OS developers have struggled with the gap for decades and have had some modest success hiding it. Virtual memory was invented to relieve application developers of the hassle of managing overlays, but it is very easy to push the notion of virtual memory too far. Push the ratio of virtual to physical memory too high and “a thrashing we will go” as paging rates turn exponential. The tendency of virtual memory systems to exhibit such poor performance when configured with too little DRAM has given rise to the belief that, “virtual memory is a great idea as long as you never use it.” Fortunately, Moore’s law has made doubling the DRAM in the system the usually affordable fix when the disk activity light never seems to go out.
It should come as no surprise that the search for a “gap filling” memory technology has been going for decades. When I joined Intel three decades ago, we explored (at some considerable expense) magnetic bubble memory and later charge-coupled device (CCD) memory. Neither turned out to either be dense enough and cheap enough to replace rotating magnetic storage. Many other technologies (e.g. holographic memory and, more recently, polymer memory) have been heralded over the years as being the long sought “gap filler” that will be a bit slower, but much cheaper than DRAM. Unfortunately, none of these widely-trumpeted devices panned out.
And the Winner Is?
What is a surprise is that a relatively unheralded technology, NAND flash memory, the same stuff you find in your digital music player or digital camera, looks like it may be the long-sought “gap filler” even though most people had given up looking. There are two approaches to bringing NAND into the memory hierarchy: so-called NAND disks and platform NAND, where the flash memory is integrated onto the motherboard. Let me leave the NAND disk approach for another blog while I focus on platform NAND for this posting. [Note: I have to slightly violate my promise not to tout future Intel products in this blog, but I’ll try to keep my enthusiasm, which is substantial, well in check.] Platform NAND currently goes by the code name Robson Technology at Intel and is slated for introduction with the next-generation mobile platform, codenamed Santa Rosa, in the first half of 2007.

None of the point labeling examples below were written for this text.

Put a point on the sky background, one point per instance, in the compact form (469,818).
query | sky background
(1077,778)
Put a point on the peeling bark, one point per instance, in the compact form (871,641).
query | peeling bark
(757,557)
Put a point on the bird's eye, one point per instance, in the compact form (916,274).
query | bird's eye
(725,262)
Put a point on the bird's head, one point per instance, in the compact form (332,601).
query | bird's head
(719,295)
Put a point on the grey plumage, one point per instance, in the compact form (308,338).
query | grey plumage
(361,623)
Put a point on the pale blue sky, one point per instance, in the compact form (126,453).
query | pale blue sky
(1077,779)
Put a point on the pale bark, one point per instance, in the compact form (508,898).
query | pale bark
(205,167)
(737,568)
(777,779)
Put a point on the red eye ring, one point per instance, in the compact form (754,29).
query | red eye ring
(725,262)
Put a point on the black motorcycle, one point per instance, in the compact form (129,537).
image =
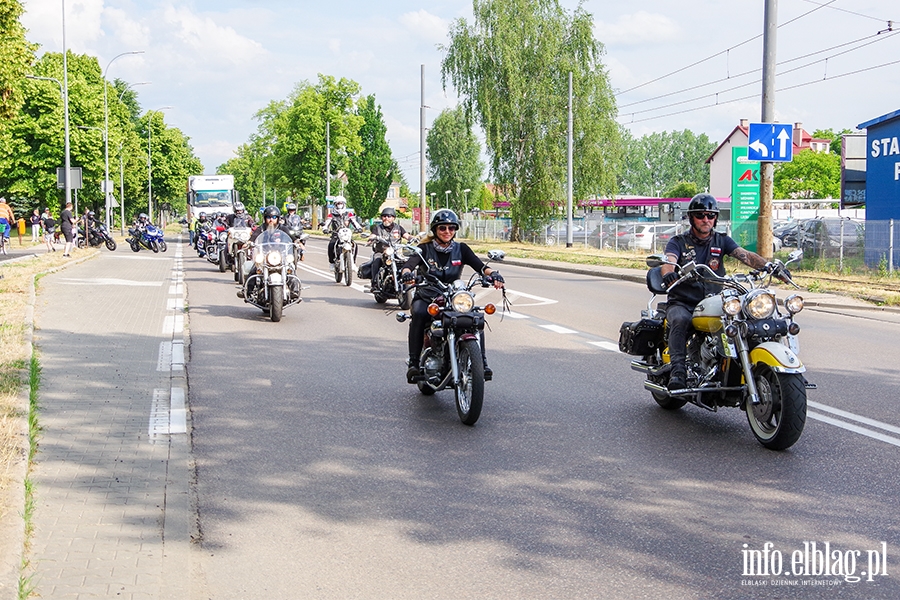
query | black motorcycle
(451,355)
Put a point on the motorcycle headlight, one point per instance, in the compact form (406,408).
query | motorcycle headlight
(463,302)
(793,303)
(731,306)
(759,304)
(273,259)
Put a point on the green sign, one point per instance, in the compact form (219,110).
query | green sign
(744,198)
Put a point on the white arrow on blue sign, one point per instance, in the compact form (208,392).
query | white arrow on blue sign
(770,142)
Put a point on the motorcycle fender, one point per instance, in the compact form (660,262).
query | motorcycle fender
(778,356)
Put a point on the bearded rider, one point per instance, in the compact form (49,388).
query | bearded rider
(443,257)
(339,217)
(702,244)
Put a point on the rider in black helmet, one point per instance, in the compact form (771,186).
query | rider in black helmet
(702,244)
(444,257)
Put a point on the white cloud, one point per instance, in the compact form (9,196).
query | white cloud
(425,25)
(641,27)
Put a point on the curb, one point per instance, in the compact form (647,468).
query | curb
(14,531)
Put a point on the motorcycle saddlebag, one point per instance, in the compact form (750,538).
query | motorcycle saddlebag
(365,270)
(641,338)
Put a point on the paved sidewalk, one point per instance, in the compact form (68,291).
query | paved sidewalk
(112,514)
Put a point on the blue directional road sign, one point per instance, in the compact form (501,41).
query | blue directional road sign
(770,142)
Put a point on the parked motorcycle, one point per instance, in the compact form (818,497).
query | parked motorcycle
(150,237)
(386,283)
(344,255)
(97,235)
(272,283)
(451,355)
(743,352)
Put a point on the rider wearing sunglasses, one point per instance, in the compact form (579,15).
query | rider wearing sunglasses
(702,244)
(443,257)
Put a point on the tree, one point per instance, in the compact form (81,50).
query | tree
(510,68)
(659,161)
(809,175)
(371,170)
(16,57)
(454,157)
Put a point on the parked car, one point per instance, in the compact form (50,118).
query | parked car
(824,236)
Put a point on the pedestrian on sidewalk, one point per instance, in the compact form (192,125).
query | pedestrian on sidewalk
(67,226)
(48,223)
(35,227)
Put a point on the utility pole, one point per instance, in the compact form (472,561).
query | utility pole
(767,168)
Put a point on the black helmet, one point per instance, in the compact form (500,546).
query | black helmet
(445,216)
(703,203)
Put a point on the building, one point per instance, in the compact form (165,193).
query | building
(720,160)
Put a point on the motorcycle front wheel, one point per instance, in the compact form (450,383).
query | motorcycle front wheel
(276,300)
(348,268)
(470,387)
(778,420)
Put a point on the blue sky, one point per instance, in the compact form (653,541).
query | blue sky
(217,63)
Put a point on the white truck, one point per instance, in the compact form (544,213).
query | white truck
(210,194)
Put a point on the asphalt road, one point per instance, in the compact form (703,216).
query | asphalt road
(321,474)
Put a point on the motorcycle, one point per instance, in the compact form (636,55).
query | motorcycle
(97,235)
(345,253)
(149,237)
(451,355)
(743,352)
(386,283)
(272,283)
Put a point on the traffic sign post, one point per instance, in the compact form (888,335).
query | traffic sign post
(770,142)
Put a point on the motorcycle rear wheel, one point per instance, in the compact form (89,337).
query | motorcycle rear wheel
(778,420)
(470,388)
(276,298)
(348,268)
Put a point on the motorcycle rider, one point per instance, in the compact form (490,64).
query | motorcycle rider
(339,217)
(444,257)
(386,229)
(702,244)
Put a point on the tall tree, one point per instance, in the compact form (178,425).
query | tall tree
(16,57)
(371,170)
(809,175)
(454,157)
(510,68)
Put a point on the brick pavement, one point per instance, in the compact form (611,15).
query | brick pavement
(111,474)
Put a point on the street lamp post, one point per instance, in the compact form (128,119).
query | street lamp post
(65,99)
(150,160)
(106,186)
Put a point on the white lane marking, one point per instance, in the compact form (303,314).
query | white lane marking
(558,329)
(110,281)
(177,412)
(855,428)
(854,417)
(606,346)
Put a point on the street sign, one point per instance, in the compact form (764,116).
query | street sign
(770,142)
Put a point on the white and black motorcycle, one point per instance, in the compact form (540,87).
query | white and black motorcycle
(743,352)
(271,281)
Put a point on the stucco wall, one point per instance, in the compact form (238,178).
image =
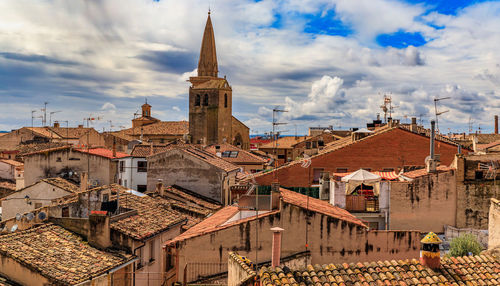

In its initial configurations, Robson consists of up to 1 GB of NAND flash memory and an intelligent controller that fit either on a PCIe mini-card or directly down on the motherboard. In its Robson configuration, the NAND memory is used as a disk cache to temporarily store both applications and data. Since NAND has latency characteristics in the range of tens of microseconds and is non-volatile (maintains the memory image even when power is removed), it enables near “instant” resume from hibernation and applications launch 2X faster on average on Windows Vista. We also see lower overall platform energy consumption as the hard-drive spins up less frequently. The fact that NAND is typically 7X cheaper than DRAM doesn’t hurt either and makes Robson an excellent technology for filling the gap. Note that I say Robson and not NAND, because using plain NAND flash isn’t good enough to do the job on its own.
Overcoming the Weakness of NAND Flash
The one big issue with NAND as a gap filler is write endurance: NAND flash only supports a limited number of erasure cycles before wearing out. That’s where Robson’s smart controller comes into play. Simply put, it uses clever write-leveling algorithms to spread the block erasures evenly across the array giving the NAND flash memory a service life consistent with the rest of the platform.
The use of NAND as a disk cache is just the start of a major overhaul of the memory hierarchy. Samsung recently announced notebooks that use NAND to create a solid-state drive, completely eliminating the hard-drive. Further out in time, Intel and others are exploring technologies, such as phase-change memory (PCM), as a replacement for NAND flash. It’s too early to tell if PCM will go the way of magnetic bubble memory or if it will replace NAND flash, but the race is on for the future of non-volatile solid-state memory.
In the not too distant future, we can expect to see magnetic disk drives relegated to the role that tape drives play today, and even DIMMs may vanish from future motherboards. I’ll say more about that in another blog.
These changes will require us to rethink software architecture and implementation, including tuning of the operating system, drivers and applications. But the benefits are so tangible that the course is set and now the work must get done.
Going forward let’s not just mind the memory / storage gap –it’s time to close the gap for good.
Justin Rattner is an Intel Senior Fellow and director of Intel's Corporate Technology Group. He also serves as the corporation's chief technology officer. The opinions expressed in this blog are his own and not those of his employer.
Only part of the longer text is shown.